Diciembre, un salto en el calendario capaz de dejar en suspenso lo importante.
Por Carolína Vásquez
Araya
Cada fin de año se
produce la misma dinámica colectiva, de edulcoradas celebraciones navideñas con
su fuerte componente de consumismo. Sin embargo, esa necesidad de huir, de suspender
la realidad para sumergirse en la fantasía de un espacio-tiempo durante el cual
se imponga una tregua, es para muchos un requisito indispensable que les
permite continuar enfrentando unos desafíos que los superan. Con la fuerza de
las tradiciones más arraigadas y alimentado por un sistema de consumo masivo
capaz de condicionar la economía familiar, diciembre se presenta cada año como
un acuerdo social y psicológico cargado de esperanza, pero también como un
mecanismo para evadir la fuerza de las circunstancias.
Durante un mes se tiene
la idea de fin de ciclo; en él se instala una sensación de nuevo inicio según
nuevos propósitos con la búsqueda de diferentes resultados, pero en realidad
solo es la continuidad de un flujo temporal en el cual permanecen los mismos
problemas y desafíos, similares carencias y profundas desigualdades.
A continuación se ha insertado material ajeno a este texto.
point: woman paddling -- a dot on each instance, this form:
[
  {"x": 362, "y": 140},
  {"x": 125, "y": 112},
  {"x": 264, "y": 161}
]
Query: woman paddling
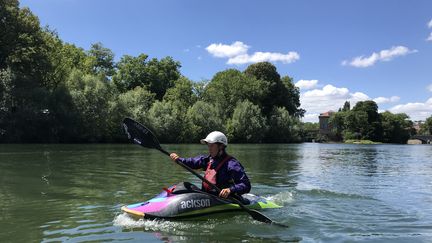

La tregua,
sin embargo, suele contener un factor de optimismo capaz de orientar las
expectativas hacia la búsqueda de un cambio. En los países latinoamericanos, en
donde las raíces de sus tradiciones religiosas se entrelazan con una fuerte
herencia colonial de estructuras verticales, racismo y marginación, los anhelos
de paz y concordia tan abundantes durante las fiestas solo rascan la superficie
de las sociedades.
Mas de la mitad de los
pueblos de nuestro continente sobreviven a duras penas entre la pérdida de
derechos, el hambre y un sistema económico cuya premisa es el aprovechamiento
de las necesidades de las mayorías para enriquecimiento de unos pocos,
protegido en sus abusos por gobiernos corruptos pero sobre todo incapaces de
gestionar la administración de políticas públicas eficaces y correctas. Los
buenos deseos decembrinos quedan obsoletos como aquellas tarjetas navideñas
tiradas al basurero en cuanto despunta enero. Los indicadores de desarrollo -o
deberíamos decir “de subdesarrollo”- siguen señalando con cruda exactitud la
ausencia de Estado en la mayoría de nuestros países, tal y como se le describe
en ese texto fantasioso llamado texto constitucional.
Conscientes de las
ventajas de aprovechar este tiempo suspendido para desviar la atención de la
ciudadanía y ocultar sus maniobras, quienes gobiernan y quienes inciden desde
las sombras en la gestión pública amarran tratos, ocultan evidencias y engañan
con estrategias de imagen. En la realidad, el deslumbramiento colectivo de las
fiestas de fin de año -con su carga emotiva de ofertas de paz y prosperidad-
adormece y le pone filtro al color del paisaje sin transformar ni un ápice el
verdadero escenario. El golpe de realidad llega sin anestesia en cuanto
comienza el año con su carga de deudas, desempleo y el inevitable
enfrentamiento con un sistema depredador sólido e inamovible.
La esperanza del cambio
hacia un sistema más equilibrado de poderes y oportunidades no se convertirá en
realidad de la mano de un simple salto de fecha. Será posible, si acaso, con la
firme determinación de actuar para provocarlo, de generar una dinámica social
capaz de pasar hacia el nuevo año con la suficiente lucidez y resolución que
haga realidad ese cambio, y con la disposición de trabajar duro para lograrlo.